Claire Foy Swears No One Would Recognize Her as the Queen on the Street

The star of the new film First Man reflects on life after The Crown and playing the wife of one of America’s biggest icons.

Claire Foy is finished playing Queen Elizabeth on The CrownOlivia Colman will take on the role as the series jumps forward in time when it returns to Netflix this spring—and she’s well aware that her career has changed a “massive amount” since she first got the role. But her life, she insists, is truly the same. “My life has continued as it always has, nothing to be changed,” she told Vanity Fair’s executive West Coast editor, Krista Smith, in a conversation at the Toronto International Film Festival. “I realized I’m still doing the same job I was doing for 10 years, it’s just in a different scale.”

And given how transformative the role was, with its 60s hairstyles and prim clothing, Foy isn’t facing the same privacy-invading problems of other famous people. “People don’t really stop me in the street and things like that,” she said. Would they stop her if she was in full-on Queen Elizabeth costume? “They would think I was a Queen impersonator, not the person who played the Queen.”

It helps, Foy said, that she still lives in England, where enthusiasm about The Crown is just as high, but kept more private. “In the U.S., you’re just better at loving things anyway. We don’t want to be too over-enthused, and we don’t want to make us feel too great about ourselves. But in the U.S., you do it so well.”

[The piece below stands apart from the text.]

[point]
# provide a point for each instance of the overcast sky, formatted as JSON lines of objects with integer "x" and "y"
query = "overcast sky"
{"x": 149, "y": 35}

Foy got used to some of that American energy for her new role in First Man, about astronaut Neil Armstrong and the years of work—and crushing failure—that had to happen before he became the first person to walk on the moon in 1969. Foy plays Armstrong’s wife, Janet, who stood by him through both the brutal astronaut-training process and several heartbreaking personal tragedies. “I learned about Janet, how matter-of-fact she was, and how life throws things at you [and] you pick yourself up and carry on,“ Foy said. “It’s a very kind of midwestern way of value, I suppose. It was amazing.”